I guess I'm arguing that if you did training in the formalism of a parse-tree, I wonder if it tends to re-inforce a view in "proper" use of a language rather than it's emergent behaviour and shifts of meaning.



There are subtle parts of how English works that confuse a lot of people, that diagramming might help with. The most obvious to me was the Harry Potter scene where, in the movie, Professor Snape says "and even put a stopper in death" [0]. The book version was just "even stopper death".

These mean opposite things. One uses "stopper" as a noun, saying to prevent death. The other is using it as a verb, saying to bottle up death - create a potion to cause death.

[0] https://www.youtube.com/watch?v=NcnWqz8kafo


I don't know if there's an idiom getting in the way, but "put a stopper in" also sounds like bottling to me.


I don't think this applies, particularly. Diagramming wasn't so much "this is how a sentence should be set up" as "this is the function of this word in this sentence."


in the case of the fruit flies and the banana...


There would be two possible diagrams for that sentence, depending on how you understand it.


How about 'The soup that eats like a meal' or a 'pick-pocket'?


You're trying to condemn prescriptivism? What's your point -- some things can't be diagrammed? Who said they could be?

The first one is deliberately "wrong" for advertising effect, like

"Winston tastes good, like a cigarette should." when the correct English is

"Winston tastes good, as a cigarette should."

The ad copywriters liked how it sounded.


> You're trying to condemn prescriptivism?

No, that's a separate discussion. You can use the diagrams for both description and prescription.

> What's your point -- some things can't be diagrammed?

Well, at most that some things can't be diagrammed naively, and perhaps need a more complicated diagram language.

> The first one is deliberately "wrong" for advertising effect, [...]

No, it's perfectly fine.
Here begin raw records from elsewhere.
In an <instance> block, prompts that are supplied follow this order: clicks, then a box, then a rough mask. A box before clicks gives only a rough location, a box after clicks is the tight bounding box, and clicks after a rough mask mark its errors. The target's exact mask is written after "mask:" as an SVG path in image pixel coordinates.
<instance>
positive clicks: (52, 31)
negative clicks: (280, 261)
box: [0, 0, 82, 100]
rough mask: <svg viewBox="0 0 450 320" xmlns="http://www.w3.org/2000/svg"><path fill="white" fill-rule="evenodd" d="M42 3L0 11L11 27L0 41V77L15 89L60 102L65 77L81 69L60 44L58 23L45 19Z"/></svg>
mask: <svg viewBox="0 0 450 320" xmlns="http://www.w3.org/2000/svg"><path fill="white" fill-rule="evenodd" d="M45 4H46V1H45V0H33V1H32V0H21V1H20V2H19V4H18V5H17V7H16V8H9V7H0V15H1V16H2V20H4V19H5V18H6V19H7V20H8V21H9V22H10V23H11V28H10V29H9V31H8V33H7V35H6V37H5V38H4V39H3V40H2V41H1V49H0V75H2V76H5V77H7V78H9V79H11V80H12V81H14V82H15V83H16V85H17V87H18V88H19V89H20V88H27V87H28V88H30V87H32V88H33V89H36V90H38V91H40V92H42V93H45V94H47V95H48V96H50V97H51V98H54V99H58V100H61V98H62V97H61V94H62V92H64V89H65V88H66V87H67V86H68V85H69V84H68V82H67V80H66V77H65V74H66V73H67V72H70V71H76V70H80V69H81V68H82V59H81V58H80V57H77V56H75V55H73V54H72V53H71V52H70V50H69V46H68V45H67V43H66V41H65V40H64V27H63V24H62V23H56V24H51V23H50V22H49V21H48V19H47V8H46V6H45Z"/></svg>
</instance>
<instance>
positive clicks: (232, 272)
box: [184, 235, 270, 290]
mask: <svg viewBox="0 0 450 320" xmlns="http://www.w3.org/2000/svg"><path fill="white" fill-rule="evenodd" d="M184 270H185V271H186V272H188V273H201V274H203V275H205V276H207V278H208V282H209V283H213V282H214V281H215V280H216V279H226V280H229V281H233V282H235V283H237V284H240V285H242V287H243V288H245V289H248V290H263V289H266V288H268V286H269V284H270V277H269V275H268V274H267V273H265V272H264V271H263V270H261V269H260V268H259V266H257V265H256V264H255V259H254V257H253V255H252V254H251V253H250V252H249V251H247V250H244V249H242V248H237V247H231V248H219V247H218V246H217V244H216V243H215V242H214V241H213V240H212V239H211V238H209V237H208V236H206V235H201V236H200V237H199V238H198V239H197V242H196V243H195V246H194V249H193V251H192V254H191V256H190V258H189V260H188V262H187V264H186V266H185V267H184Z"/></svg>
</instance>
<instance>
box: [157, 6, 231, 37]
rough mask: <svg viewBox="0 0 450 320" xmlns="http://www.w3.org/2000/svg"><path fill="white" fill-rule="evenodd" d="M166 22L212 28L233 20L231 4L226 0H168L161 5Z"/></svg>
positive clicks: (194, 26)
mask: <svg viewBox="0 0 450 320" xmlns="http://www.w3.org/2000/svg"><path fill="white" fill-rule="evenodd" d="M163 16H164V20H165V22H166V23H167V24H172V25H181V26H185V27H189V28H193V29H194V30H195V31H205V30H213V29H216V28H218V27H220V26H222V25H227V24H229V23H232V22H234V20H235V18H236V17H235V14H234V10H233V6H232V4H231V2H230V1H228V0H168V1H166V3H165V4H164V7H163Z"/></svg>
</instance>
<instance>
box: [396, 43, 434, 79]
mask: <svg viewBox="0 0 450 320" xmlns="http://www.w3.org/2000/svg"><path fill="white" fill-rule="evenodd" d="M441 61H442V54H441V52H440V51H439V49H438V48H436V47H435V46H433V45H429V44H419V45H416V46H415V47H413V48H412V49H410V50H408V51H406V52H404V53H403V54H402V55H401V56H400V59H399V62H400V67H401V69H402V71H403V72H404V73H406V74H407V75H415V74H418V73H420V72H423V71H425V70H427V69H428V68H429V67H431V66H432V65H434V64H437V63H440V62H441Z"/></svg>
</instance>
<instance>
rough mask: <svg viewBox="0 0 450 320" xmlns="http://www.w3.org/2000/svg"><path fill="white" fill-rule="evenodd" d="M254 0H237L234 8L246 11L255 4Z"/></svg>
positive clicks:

It's called 'middle voice' and is a normal, if relatively rare, feature of English. Your Winston-ad example also seems like your correction makes it less grammatical.


You can diagram AAVE just as easily as standard american english; it just uses a slightly different ruleset.


While I'm not a prescriptivist, I think diagramming (and the rest of the strict English grammar education I was given in the 70's and 80's) helped me to understand why grammar rules exist and how they bring clarity to communication. I think that also helped me when learning to write code.